Men who cause Hell on earth to other folks.
Those other folks, they go to Heaven, I
hope, if they haven't been bad enough--they
never got the chance to repent their sins.
So I hope that God goes easy on 'em,
and Hell, too, if that's where they go. Or dog
-Heaven: Caesar was just an animal
but I never sold him short and taught him
how to be. If there's a Hell for dogs
and he's gone there, I'll take the blame--it's all
my fault. And what's sin to an animal?
I carry Caesar up our long driveway,
like walking the last mile. I am guilty
of something, or at least responsible,
and God is watching me. If He were here
in front of me I couldn't see Him for
the tears. It's like looking through a rainy
window--you know what's out there, you've seen it
in the light, you have faith it still exists.
Still, you're afraid to see what you hope for.

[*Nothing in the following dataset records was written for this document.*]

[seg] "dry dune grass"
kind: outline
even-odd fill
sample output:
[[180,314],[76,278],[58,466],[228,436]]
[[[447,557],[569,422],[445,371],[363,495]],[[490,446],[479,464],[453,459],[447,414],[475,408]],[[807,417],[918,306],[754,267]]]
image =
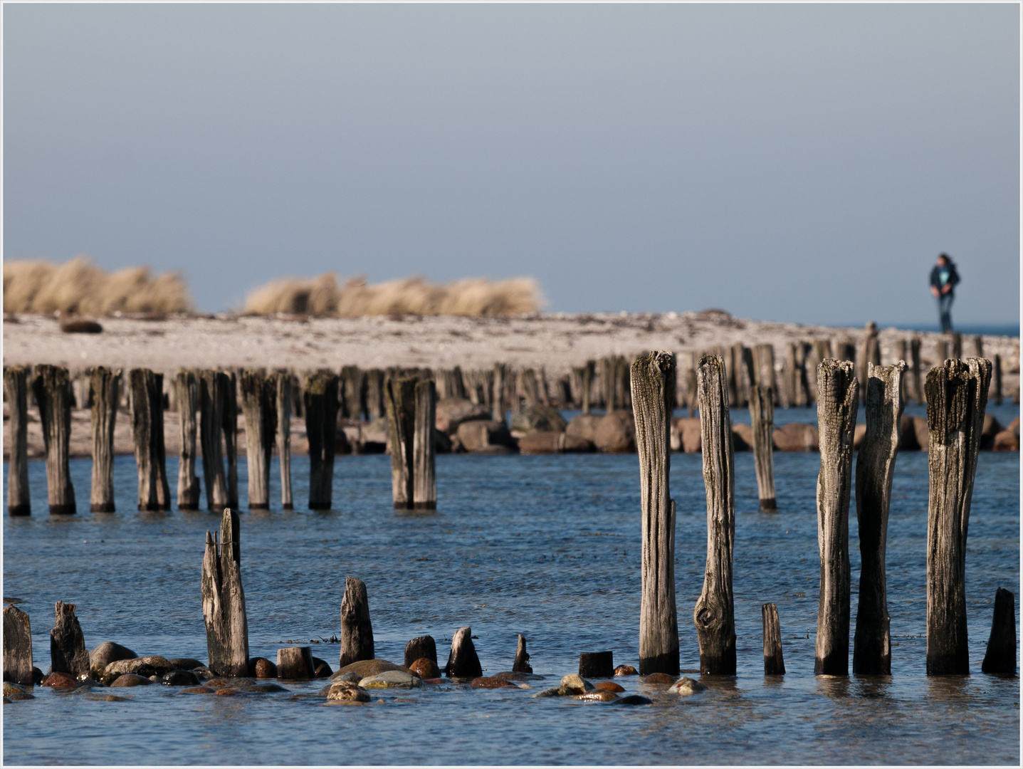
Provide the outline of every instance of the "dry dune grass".
[[192,300],[177,273],[152,277],[147,267],[108,273],[85,257],[62,265],[25,260],[3,263],[6,312],[109,315],[190,312]]
[[341,318],[403,314],[496,316],[536,312],[540,304],[539,285],[533,278],[466,278],[445,285],[430,283],[421,276],[375,284],[356,278],[339,285],[333,273],[325,273],[317,278],[284,278],[260,286],[246,298],[246,312]]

We walk behind the house and struggle down
to the terrace below the garden, where
all our dead pets are dug in. I put him
down and dig a hole--if he were alive
he'd help me--and put him in and cover
him up and something of me, too. When I
know what that is I'll be wise--or at least
grown up. I put the shovel down and wash
and wash my hands at the backyard spigot
and go in the back door and see Mother
and Father at the kitchen table. They
smoke, and sip their chicory and avoid
looking at me until I take my place.
I'm sorry about your animal, Son,
Father says. Yes, Mother says. It's a pity.
It happens, I say. It's alright. I'll get
over it. But I hope never--if I
do I'll be dead myself. Or as good as.
Vision
In Sunday School today we said the Lord's
Prayer, bowed our heads and closed our eyes and
folded our hands, at least I folded mine,
and after we said Amen and opened
our eyes, I was blind for a second and
maybe that was the point, everything
bright and new for a moment until
that faded and it was the same old world.
I guess it summed Eternity, those
moments. They didn't last forever but
now I can't forget them, and when I pray
I pray like I count on the darkness I make
to make my waking sudden, like being
born almost, not that I remember that
nor anything before it when I was
before I was became my early I
am. Miss Hooker's my Sunday School teacher
and she says that everybody must
die. She's pretty old herself, 25
and I'm only 10 so she's going to
get there probably long before I do,
to death I mean, unless I die somehow
accidentally, before my time, not
that I know when my time is, or will be.
She says I've got a choice between Heaven
and Hell, and my future, if I have one,
depends on how I believe, how much I
sin and don't. And everybody will,
she says, but we've got to try to control
it so that we don't land ourselves in Hell
and its Lake of Everlasting Fire and
when we do, sin I mean, pray to God to
forgive us. In Jesus' name. Anyway
that's what she says she does because no one
knows when God will ask them Home. She means when
death will come for them. She means when they die.
I don't know how to tell her that no one
remembers where they were before they were
born, how before-being-born is kind of like
death so how can they know what comes after?
But that never stops me from praying. You
can't be too careful but you can't stop death
so all that's left is the life beyond, if
there is one. And maybe there was before
I was born and it's the same place and life
here is something to do in between. Me,
I'd as soon as never been born but I
don't make the rules, whatever they are, God
knows. I guess I'll find out when I'm gone, when
it's too late, maybe. I'd like to come back
and tell everybody what's-what
but you have to be Jesus to do that
and if He and the Father are One then
He already knew what He was dying
to know. And now I know it, too. Funny.